Dopo l’enorme successo di pubblico e di critica della prime tre edizioni del festival dedicate alle contaminazioni della musica sacra contemporanea, alla musica del mediterraneo e al dialogo tra la musica orientale e quella occidentale, la nuova edizione di Contaminazioni Contemporanee ritornerà alle origini e sarà dedicata alla musica Sacra Contemporanea.

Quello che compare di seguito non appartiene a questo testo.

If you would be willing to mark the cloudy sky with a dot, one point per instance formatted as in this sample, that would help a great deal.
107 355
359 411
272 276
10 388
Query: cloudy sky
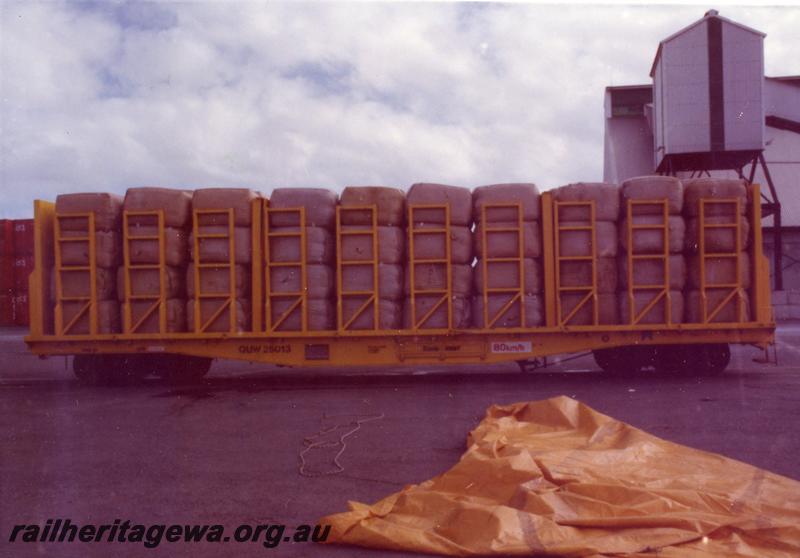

“L’estasi musicale è un ritorno all’identità, all’originario, alle radici prime dell’esistenza. In essa sopravvive solo il ritmo puro, la corrente immanente e organica della vita. Da qui hanno inizio tutte le rivelazioni” E.M.Cioran
La musica combatte contro il tempo che ci fa vivere e ci uccide, lo espande, ci porta altrove, ci porta “prima del tempo”, ci aiuta a lottare contro l’assurdo della condizione umana, promuove la vita che è l’espressione più alta del Sacro. La musica sacra è parte integrante della nostra formazione, è stata ed è stimolo per avvicinarsi al sacro ed al divino, è un linguaggio universale che ci “descrive” attraverso le note l’altro, l’innominabile, il divino. Il sacro, per l’essere umano, è una realtà incontestabile, non è possibile incontrare un uomo che in una forma o nell’altra non abbia mai fatto l’esperienza del sacro. La musica, oggi più che mai, è un collante che lega i due mondi, il nostro naturale e “l’altro”. Un ponte fra due regni. La musica ha il potere di ricomporre una realtà a cui poter dare un significato superiore, come diceva Sant’Agostino la musica contribuisce ad “innalzare l’anima alle realtà più alte e più pure”. Non c’è sacro senza l’uomo. Se il nostro lato mortale ci impedisce l’accesso diretto al sacro, alla pienezza, una parte di essa può raggiungerla attraverso l’arte della musica. Cosi come nei festival di musica sacra tradizionali, si è perpetuato il patrimonio classico della musica liturgica, è giunto ora il momento di creare una vetrina che promuova le nuove produzioni musicali dedicate al sacro ed alla spiritualità. Contaminazioni Contemporanee dedicato alla musica sacra vuole essere un festival nel quale presentare opere musicali di recente produzione, di repertorio o novità assolute per il pubblico italiano per far diventare patrimonio comune le nuove voci del sacro e della spiritualità contemporanea, dove le sfumature e le contaminazioni diventano interpretazione e profonde riflessioni sul tema del sacro oggi. Se l’arte è per eccellenza “comunicazione”, comunicazione del sapere è anche riunire in un solo luogo il compositore, l’interprete e l’ascoltatore. L’ora dell’esecuzione diventa il rito smarrito, l’ora del sacro.